I started counting steps in 2012 when I was trying to work out the most efficient stepping patterns to take the minimum number of steps.  The whole idea was to eliminate taking extra steps on the landings while turning. I figured that taking an extra step costs 1/2 second or so, and multiplying that by two landings per floor and 50-75 floors
adds up to some time.

So I worked out a pattern that worked on the Aon building stairs. A single foot on the landing, pivot, and start each flight left foot first. The pattern repeats, and has not wasted steps. So I started doing that in practice, and I started noticing that, while it was efficient, my left leg seemed to be working harder than the right. So I paid attention and noticed that the flights were 11 steps each. That meant doing three doubles with the left leg, and two doubles and a single on the right. So the left leg was working 20% harder than the
right. So then I figured out to just alternate putting the one single step at the beginning or the end of each 11-step flight. That alternates which leg is working harder. So now I do this change every five floors to even out the load on the legs.

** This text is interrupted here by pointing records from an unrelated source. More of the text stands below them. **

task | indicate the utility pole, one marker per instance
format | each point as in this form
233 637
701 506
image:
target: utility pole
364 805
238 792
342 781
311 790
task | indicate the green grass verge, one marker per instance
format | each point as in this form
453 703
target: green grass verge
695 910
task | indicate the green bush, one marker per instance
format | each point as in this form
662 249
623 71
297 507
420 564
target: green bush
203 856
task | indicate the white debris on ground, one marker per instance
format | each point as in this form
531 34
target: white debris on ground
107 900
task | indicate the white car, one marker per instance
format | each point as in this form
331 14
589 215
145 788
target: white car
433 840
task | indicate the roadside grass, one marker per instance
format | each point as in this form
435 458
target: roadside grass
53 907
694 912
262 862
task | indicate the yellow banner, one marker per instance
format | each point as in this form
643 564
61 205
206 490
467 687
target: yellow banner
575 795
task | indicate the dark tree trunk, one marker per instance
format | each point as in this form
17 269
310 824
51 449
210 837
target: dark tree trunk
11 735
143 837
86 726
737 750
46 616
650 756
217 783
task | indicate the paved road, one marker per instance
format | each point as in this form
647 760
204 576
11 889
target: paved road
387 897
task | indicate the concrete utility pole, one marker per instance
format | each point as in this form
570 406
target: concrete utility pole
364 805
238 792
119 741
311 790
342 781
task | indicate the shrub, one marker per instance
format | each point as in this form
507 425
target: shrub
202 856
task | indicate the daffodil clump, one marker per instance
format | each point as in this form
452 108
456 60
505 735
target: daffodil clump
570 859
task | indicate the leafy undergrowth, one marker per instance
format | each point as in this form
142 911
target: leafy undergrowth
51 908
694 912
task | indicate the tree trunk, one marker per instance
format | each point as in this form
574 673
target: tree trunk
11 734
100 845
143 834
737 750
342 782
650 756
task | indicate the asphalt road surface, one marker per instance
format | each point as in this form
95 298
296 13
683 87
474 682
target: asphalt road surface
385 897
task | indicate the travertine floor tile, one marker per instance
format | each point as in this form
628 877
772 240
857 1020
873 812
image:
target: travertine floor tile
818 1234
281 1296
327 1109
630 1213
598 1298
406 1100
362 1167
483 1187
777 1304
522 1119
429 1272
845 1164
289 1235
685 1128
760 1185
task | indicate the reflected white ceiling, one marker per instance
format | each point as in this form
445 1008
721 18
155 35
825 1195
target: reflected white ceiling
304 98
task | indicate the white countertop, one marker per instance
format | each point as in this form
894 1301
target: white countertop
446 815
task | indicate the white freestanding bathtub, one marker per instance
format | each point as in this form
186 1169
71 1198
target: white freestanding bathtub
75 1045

So after I started thinking about stepping patterns, I started paying more attention to the step configurations, and I started wondering if the published step counts they had for the buildings were right. I saw that Kevin Crossman had made a detailed chart for the building he works and trains in, so I decided to try making one for the Aon building. I figured this would help with working out the best step patterns for the different sections of the staircase, and also would help for working out split times for pacing. So I walked up slowly on one of the practice nights, and I took detailed notes. And when I made
up the chart, I found that their published count of 1377 was wrong. As it turned out, George Grena later came and reviewed the staircase and found a couple of small errors in my chart.